Intrinsic Excitability of MCH Neurons During the Post-Weaning Period
First, the intrinsic excitability of MCH neurons was examined. Compared to those from 4-week old rats, MCH neurons of 7- and 14-week old rats had a hyperpolarized RMP (4 weeks n/N = 29/21, 7 weeks n/N = 31/13 and 14 weeks n/N = 26/9; p = 0.0008, one-way ANOVA; Figures 2A,B). During positive current injections of varying amplitude, MCH neurons from 4-week old rats responded with higher AP frequency (p < 0.0001, two-way RM ANOVA; Figure 2C) and a shorter latency to first spike compared to 7- and 14-week olds (p < 0.0001, two-way RM ANOVA; Figure 2D). Furthermore, analysis of AP waveform revealed that the threshold was significantly lower (p = 0.0231, one-way ANOVA; Figure 2E) and AP amplitude was larger at 4 weeks compared to those at older age (p = 0.0020, one-way ANOVA; Figure 2F), but without any difference in the absolute AP peak (p = 0.1532, one-way ANOVA; Figure 2G). The half-width (p = 0.4429, one-way ANOVA; Figure 2H) and decay time also did not change with age (p = 0.1094, one-way ANOVA; Figure 2I), whereas the amplitude of AHP became larger between 4 weeks and 7 weeks of age (p = 0.0093, one-way ANOVA; Figure 2J). Overall these results suggest that the excitability of MCH neurons decreases during adolescence and reaches the adult level by 7 weeks of age.

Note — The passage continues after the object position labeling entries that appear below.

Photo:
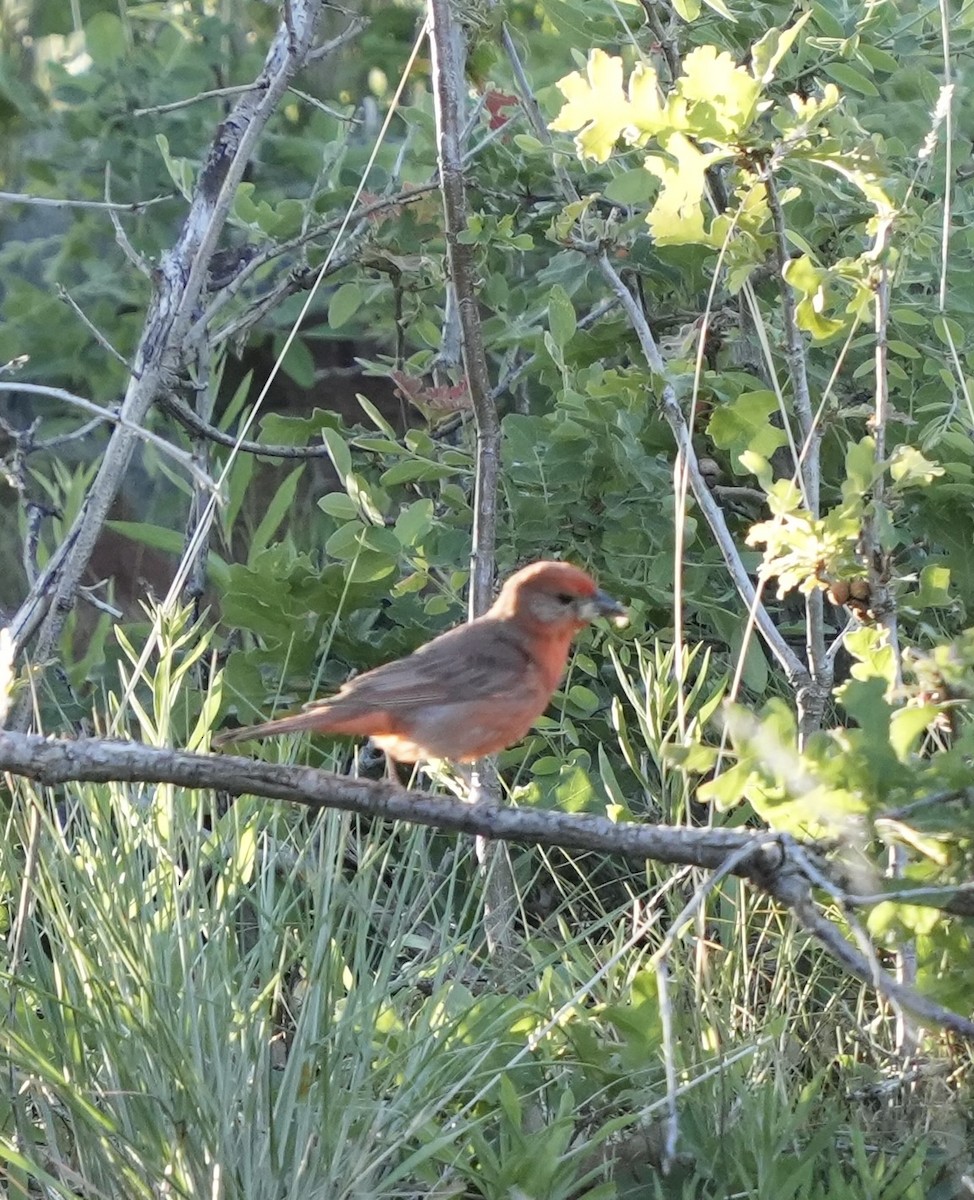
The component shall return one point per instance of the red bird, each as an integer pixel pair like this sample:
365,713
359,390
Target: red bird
473,690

Figure 2. MCH neurons undergo an age-dependent decrease in excitability. (A) Sample traces during a 200-pA current injection (left) and averaged action potential (AP) waveform (right) recorded from MCH neurons of 4, 7 and 14-week old rats. Dotted reference line in the left panel is −80 mV. (B) Resting membrane potential (RMP) of MCH neurons from different age groups. (C,D) AP frequency (C) and first spike latency (D) of MCH neurons during positive current injections. (E–J) Various parameters of AP waveform as indicated on the Y-axis. *p < 0.05, **p < 0.01, one-way analysis of variance (ANOVA) with Holm–Sidak post-test. 4 weeks vs. 7 weeks: $$p < 0.01, $$$p < 0.001, $$$$p < 0.0001; 4 weeks vs. 14 weeks: #p < 0.05, ##p < 0.01, ####p < 0.0001, two-way repeated measures (RM) ANOVA with Holm-Sidak post-test.
Age-Dependent Changes in Excitatory Transmission to MCH Neurons
Next, to determine any age-dependent change in excitatory synaptic transmission, mEPSCs were examined. In MCH neurons, the frequency and amplitude of mEPSC was lower at 7 and 14 weeks compared to those at 4 weeks (4 weeks n/N = 8/5, 7 weeks n/N = 9/9 and 14 weeks n/N = 7/5; mEPSC frequency p = 0.0007, mEPSC amplitude p = 0.0082, one-way ANOVA; Figures 3A–C), suggesting an ongoing maturation of excitatory synaptic connections during early adolescence. The PPR, a measure of presynaptic release probability, also changed significantly over the period examined when paired pulses were applied at 50 Hz (4 weeks n/N = 15/8, 7 weeks n/N = 17/10 and 14 weeks n/N = 18/10; p = 0.0156, two-way RM ANOVA; Figures 3D,E). Specifically, PPR was lower at 7 weeks compared to 4 or 14 weeks of age.
Figure 3. Age-dependent changes in excitatory synaptic transmission to MCH neurons. (A) Sample traces of miniature excitatory postsynaptic currents (mEPSCs) recorded from MCH neurons of 4, 7 and 14-week old rats. (B,C) Frequency (B) and amplitude (C) of mEPSCs in MCH neurons. (D) Pairs of EPSCs evoked at 50 Hz recorded from MCH neurons. Traces are scaled to the first EPSC. (E) Paired pulse ratio (PPR) at 10 and 50 Hz. *p < 0.05, **p < 0.01, one-way ANOVA (B,C) or two-way RM ANOVA (E) with Holm-Sidak post-test.
To further characterize the synaptic properties of MCH neurons, train stimulation was applied to excitatory afferents (Figure 4A). During a 10 Hz train, most MCH neurons tested from 4-week old rats showed a sustained synaptic facilitation. On the other hand, 50 Hz stimulation induced a brief synaptic facilitation, followed by a steady synaptic depression (n/N = 15/8; 10 vs. 50 Hz, p < 0.0001, paired t-test; Figures 4B,C). These results suggest that short-term plasticity in MCH neurons can be either facilitating or depressing depending on the frequency and duration of stimulation.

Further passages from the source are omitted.